Morgan Stanley Smith Barney
Mike McCarthy's stock sale receipt from Morgan Stanley-Smith Barney.

Procter & Gamble has characterized the sudden jolt in its stock price as an unwarranted "aberration." Spokeswoman Jennifer Chelune noted P&G's "solid" fundamentals and operational results, as well as its stock performance since the trading blip.

"There was a short period of time last Thursday afternoon when our stock appears to have been impacted by trading aberrations, but we ended both Thursday and Friday ahead of the broader market averages," says Chelune.

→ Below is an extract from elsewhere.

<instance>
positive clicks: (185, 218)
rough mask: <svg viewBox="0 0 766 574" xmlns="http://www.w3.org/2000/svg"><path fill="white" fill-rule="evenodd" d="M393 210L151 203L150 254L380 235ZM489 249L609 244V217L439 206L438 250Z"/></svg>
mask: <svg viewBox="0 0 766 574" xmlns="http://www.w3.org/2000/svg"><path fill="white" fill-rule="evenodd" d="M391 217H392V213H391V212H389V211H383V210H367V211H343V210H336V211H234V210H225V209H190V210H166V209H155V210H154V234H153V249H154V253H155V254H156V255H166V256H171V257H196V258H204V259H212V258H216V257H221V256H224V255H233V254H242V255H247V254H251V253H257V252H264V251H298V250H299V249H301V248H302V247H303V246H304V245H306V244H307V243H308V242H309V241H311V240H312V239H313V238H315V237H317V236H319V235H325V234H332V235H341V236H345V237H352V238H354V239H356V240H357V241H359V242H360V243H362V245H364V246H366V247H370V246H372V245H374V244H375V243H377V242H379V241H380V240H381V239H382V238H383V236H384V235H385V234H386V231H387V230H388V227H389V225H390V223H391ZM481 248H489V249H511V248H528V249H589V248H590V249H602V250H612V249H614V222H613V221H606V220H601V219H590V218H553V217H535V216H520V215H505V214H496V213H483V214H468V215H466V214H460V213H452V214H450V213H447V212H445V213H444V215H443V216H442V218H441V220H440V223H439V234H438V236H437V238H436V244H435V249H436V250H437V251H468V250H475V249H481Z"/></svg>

Indeed, P&G's sudden plunge and recovery was part of a broad market sell-off that at one point erased $1 trillion worth of market value on May 6. The rout began with worries about Europe's debt woes, and was then apparently fueled by heightened volatility, stock-related derivatives and fast-paced Wall Street technology that left individual retail traders in the dust.

Securities and Exchange Commission Chairwoman Mary Schapiro has called the wild swings "unacceptable" and pledged to investigate further. Stock exchanges canceled thousands of trades -- including some related to a stock that bounced from over $40 to a penny, and ended the day back above $40. But P&G -- a Fortune 500 company and Dow component whose market value and ownership eclipses many of the canceled names -- was left out of the mix.

For his part, McCarthy is left wondering how he got caught at the center of the chaos that unfolded on May 6.

The Trade

As the market began to toss and turn that day, McCarthy became antsy. He called his broker at Morgan Stanley's (MS) Smith Barney division, and asked her to sell some of his P&G shares.

McCarthy made that first call around 2 p.m. Eastern time, when the Dow Jones Industrial Average was down a few hundred points. But as stocks became even more volatile -- with the Dow tumbling nearly 1,000 points at one point, then recovering half that value within minutes -- McCarthy called his broker a few more times, in increasing stages of panic. Ultimately, he asked her to liquidate his entire stock portfolio.